Kim has reportedly described K-pop as a "vicious cancer" that will corrupt young North Koreans.  
 
Upon assuming power in late 2011, Kim had differentiated himself from his father Kim Jong-il and grandfather Kim Il Sung by embracing Western pop influences in the Pyongyang-based Unhasu Orchestra and his favorite all-female group, the Moranbong Band. Many Moranbong Band members are graduates of the Keumsung Institute, North Korea’s top cultural arts school and his wife Ri Sol-ju's alma mater.
 
The singers and musicians of the Moranbong Band, described as North Korea’s own “girl group,” often wore miniskirts and performed in the Western style using electric violins, cellos and drums.  
 
They also made use of American pop icons Mickey and Minnie Mouse and Snow White in a 2017 performance, along with music from the West including the theme song from "Rocky" and “My Way.”  
 
During this period, Kim, who was educated in Switzerland, stressed the importance of “boldly accepting the good things of other countries.”
 
Kim developed an unlikely friendship with former American basketball star Dennis Rodman, which blossomed when the retired NBA player first visited Pyongyang in 2013 and led to a friendly basketball match in the North Korean capital in 2017.  
 
On April 1, 2018, during a détente on the Korean Peninsula, K-pop stars performed in a “Spring is Coming” concert in Pyongyang. The musicians include legendary singer Cho Yong-pil, rock band YB and girl group Red Velvet. Seohyun, a member of Girls’ Generation, served as MC and sang at the concert.
 
Kim applauded the performance and said afterward that the two Koreas should hold cultural performances “more frequently,” adding that it is “meaningful” to see performers from the South. He even took a commemorative photo with the South Korean artists including Red Velvet.
 
Kim said that he adjusted his schedule to make it to that performance.  
 
However, Kim's attitude has changed.  
 
The Moranbong Band, which toured the country on a Mercedes-Benz bus that was a personal gift from Kim, has disappeared from North Korean television recently along with any traces of K-pop.  
 
North Korea sources say that Pyongyang has been cracking down on the distribution of South Korean dramas, songs, music videos, and Western culture.  
 
In the 1990s, authorities cracked down on VCR tapes.
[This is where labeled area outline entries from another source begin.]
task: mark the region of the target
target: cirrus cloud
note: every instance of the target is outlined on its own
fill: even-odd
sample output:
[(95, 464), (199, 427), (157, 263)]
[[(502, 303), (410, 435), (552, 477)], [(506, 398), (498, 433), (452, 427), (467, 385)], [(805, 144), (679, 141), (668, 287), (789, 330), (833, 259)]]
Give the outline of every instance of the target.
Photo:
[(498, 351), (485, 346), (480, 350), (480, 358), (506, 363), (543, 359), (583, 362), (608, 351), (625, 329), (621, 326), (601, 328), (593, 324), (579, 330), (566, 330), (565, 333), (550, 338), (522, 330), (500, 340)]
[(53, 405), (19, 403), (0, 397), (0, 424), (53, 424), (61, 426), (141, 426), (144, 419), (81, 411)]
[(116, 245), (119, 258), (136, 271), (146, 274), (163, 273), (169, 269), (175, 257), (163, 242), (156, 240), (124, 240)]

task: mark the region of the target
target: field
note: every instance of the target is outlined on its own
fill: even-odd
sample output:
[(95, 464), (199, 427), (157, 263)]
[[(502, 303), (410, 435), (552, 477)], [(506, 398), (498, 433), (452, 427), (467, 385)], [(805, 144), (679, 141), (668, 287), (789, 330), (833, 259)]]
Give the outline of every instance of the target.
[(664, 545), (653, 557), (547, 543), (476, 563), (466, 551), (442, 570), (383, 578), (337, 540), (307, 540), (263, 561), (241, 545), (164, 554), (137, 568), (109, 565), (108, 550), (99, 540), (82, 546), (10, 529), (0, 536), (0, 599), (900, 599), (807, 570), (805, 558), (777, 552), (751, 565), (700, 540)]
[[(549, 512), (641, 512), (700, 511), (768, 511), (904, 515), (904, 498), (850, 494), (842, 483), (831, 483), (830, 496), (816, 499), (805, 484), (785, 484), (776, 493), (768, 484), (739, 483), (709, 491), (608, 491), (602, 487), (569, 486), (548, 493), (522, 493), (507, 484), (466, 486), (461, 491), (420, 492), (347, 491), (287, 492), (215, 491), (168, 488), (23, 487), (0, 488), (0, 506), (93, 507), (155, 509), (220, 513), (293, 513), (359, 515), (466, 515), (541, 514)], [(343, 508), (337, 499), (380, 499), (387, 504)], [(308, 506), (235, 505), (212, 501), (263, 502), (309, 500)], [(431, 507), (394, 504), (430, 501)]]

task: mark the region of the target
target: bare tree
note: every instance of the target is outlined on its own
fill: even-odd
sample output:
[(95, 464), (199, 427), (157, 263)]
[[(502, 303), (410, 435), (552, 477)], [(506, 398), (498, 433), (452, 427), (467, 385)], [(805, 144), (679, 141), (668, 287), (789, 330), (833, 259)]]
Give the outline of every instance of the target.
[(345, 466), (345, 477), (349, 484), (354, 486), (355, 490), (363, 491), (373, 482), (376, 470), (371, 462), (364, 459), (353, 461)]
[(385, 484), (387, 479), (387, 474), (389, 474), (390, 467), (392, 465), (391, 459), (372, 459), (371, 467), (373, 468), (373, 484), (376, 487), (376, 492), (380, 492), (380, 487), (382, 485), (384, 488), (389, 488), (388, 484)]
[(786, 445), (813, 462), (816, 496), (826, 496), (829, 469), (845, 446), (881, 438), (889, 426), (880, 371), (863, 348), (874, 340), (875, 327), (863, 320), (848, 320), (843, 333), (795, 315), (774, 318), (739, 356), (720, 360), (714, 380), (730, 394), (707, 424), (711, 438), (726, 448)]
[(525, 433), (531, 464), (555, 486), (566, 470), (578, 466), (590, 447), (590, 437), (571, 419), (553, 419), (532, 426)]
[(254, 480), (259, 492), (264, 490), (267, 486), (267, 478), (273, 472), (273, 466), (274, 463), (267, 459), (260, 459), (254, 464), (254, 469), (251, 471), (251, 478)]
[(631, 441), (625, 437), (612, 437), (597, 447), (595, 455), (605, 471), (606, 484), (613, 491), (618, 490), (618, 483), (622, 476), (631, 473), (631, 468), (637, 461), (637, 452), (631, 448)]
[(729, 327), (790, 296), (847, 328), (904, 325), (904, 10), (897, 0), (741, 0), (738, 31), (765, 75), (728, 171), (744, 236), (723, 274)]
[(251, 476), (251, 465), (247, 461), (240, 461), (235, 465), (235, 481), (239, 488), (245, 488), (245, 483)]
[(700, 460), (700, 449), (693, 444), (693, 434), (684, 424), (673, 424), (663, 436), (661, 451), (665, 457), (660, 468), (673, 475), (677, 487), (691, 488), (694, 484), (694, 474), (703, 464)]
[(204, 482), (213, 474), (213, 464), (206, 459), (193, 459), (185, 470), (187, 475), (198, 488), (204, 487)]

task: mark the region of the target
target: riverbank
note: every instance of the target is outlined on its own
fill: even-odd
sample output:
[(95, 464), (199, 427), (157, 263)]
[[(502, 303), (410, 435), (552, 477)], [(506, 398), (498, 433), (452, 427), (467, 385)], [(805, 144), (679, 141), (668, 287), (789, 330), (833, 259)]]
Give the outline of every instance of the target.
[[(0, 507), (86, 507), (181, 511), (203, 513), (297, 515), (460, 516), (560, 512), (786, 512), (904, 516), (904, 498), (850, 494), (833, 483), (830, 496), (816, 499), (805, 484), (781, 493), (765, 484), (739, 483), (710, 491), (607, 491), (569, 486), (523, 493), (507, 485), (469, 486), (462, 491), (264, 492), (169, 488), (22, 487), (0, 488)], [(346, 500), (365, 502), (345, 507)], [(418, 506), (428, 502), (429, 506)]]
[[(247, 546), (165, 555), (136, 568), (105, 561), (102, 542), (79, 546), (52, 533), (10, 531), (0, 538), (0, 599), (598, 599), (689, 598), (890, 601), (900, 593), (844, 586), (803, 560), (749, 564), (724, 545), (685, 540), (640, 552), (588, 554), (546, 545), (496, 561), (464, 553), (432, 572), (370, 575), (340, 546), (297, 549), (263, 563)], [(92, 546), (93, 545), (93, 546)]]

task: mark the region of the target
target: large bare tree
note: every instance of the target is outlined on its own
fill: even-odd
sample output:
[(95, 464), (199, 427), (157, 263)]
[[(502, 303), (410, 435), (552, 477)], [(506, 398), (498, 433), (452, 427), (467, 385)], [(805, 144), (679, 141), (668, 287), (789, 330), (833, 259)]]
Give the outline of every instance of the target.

Now they are focusing on USB drives containing music and video files smuggled into the country, often from China.  
 
The war against K-pop has spread since the collapse of a second summit between Kim and U.S. President Donald Trump in Hanoi, Vietnam, in February 2019
 
Last December, North Korea enacted a new law that called for up to 15 years in labor camps for people who watch or possess South Korean entertainment, according to Seoul lawmakers briefed by government intelligence officials.
 
"The phenomenon of capitalist culture spreading among North Korean youth has been around for a long time,” said Jeon Young-sun, a unification studies professor at Konkuk University. “North Korea's leadership is aware of it, but when there is a difficult external environment, there are more efforts to crack down on it in order to strengthen internal solidarity.”